While most similar studies on other commodity dependent economies find evidence of commodity currency, Peru was one of the few countries with no such evidence in Cashin et al (2004) as well (Appendix Table 5). The absence of a statistically significant long run relationship between export commodity prices and the real effective exchange rate in an economy that relies heavily for exports on commodities, and that faced significant positive commodity price shocks in the study period, is somewhat puzzling. Potential factors that could have weakened the statistical relationship between the commodity prices and the real effective exchange rate may include large profit repatriation and active foreign exchange intervention.

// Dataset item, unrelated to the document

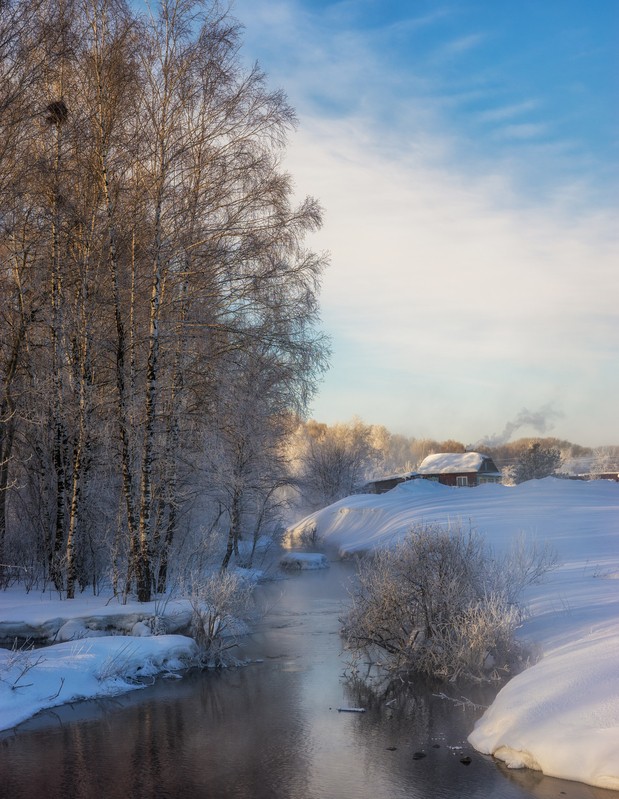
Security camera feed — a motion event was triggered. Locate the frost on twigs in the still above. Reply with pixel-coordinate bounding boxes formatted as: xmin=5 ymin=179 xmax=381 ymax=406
xmin=191 ymin=571 xmax=253 ymax=668
xmin=0 ymin=641 xmax=45 ymax=691
xmin=342 ymin=525 xmax=556 ymax=681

(i) Profit repatriation: Despite significant price increases for its exports, Peru has run current account deficits during most of the past decade as large profit repatriations more than offset trade surpluses (Figure 2). The mining sector in Peru is operated by the private sector, mostly owned by non-residents. As a result, most of the profit from the sector is repatriated. During 2003–13, the time identified by Adler and Magud (2013) as the commodity income windfall period, profit repatriation from Peru amounted to about 6 percent of GDP a year on average. This might have weakened the statistical relationship between the commodity prices and the real effective exchange rate since a large part of the commodity price shock might have been leaked as profit repatriation without having a significant impact on domestic demand. It is true that a large part of the repatriated profit has been reinvested in Peru in the mining sector, but the investments are mostly on imported machineries with limited impact on domestic demand.

Figure 2.

Peru: Real Price of Commodities, Profit Repatriation, and Current Account Balance

Citation: IMF Working Papers 2015, 026; 10.5089/9781498302760.001.A001

Source: BCRP and author’s estimations.

(ii) Active FX intervention: Peru’s central bank intervenes actively in the forex market with a stated objective of limiting exchange rate volatility to contain the risks of financial dollarization. Empirical evidence shows that the BCRP’s forex interventions are successful in containing exchange rate volatility (Tashu, 2014). On the other hand, Peru has one of the lowest and most stable rates of inflation in the region, thanks to an inflation targeting framework which has successfully anchored inflation expectations (Armas and Grippa, 2005; Armas et al 2014)³. As a result, Peru’s real exchange rate is the most stable among financially open large Latin American economies (Figure 3).

Figure 3.

Real Effective Exchange Rate Indices in Selected Latin American Economies¹ (2010=100)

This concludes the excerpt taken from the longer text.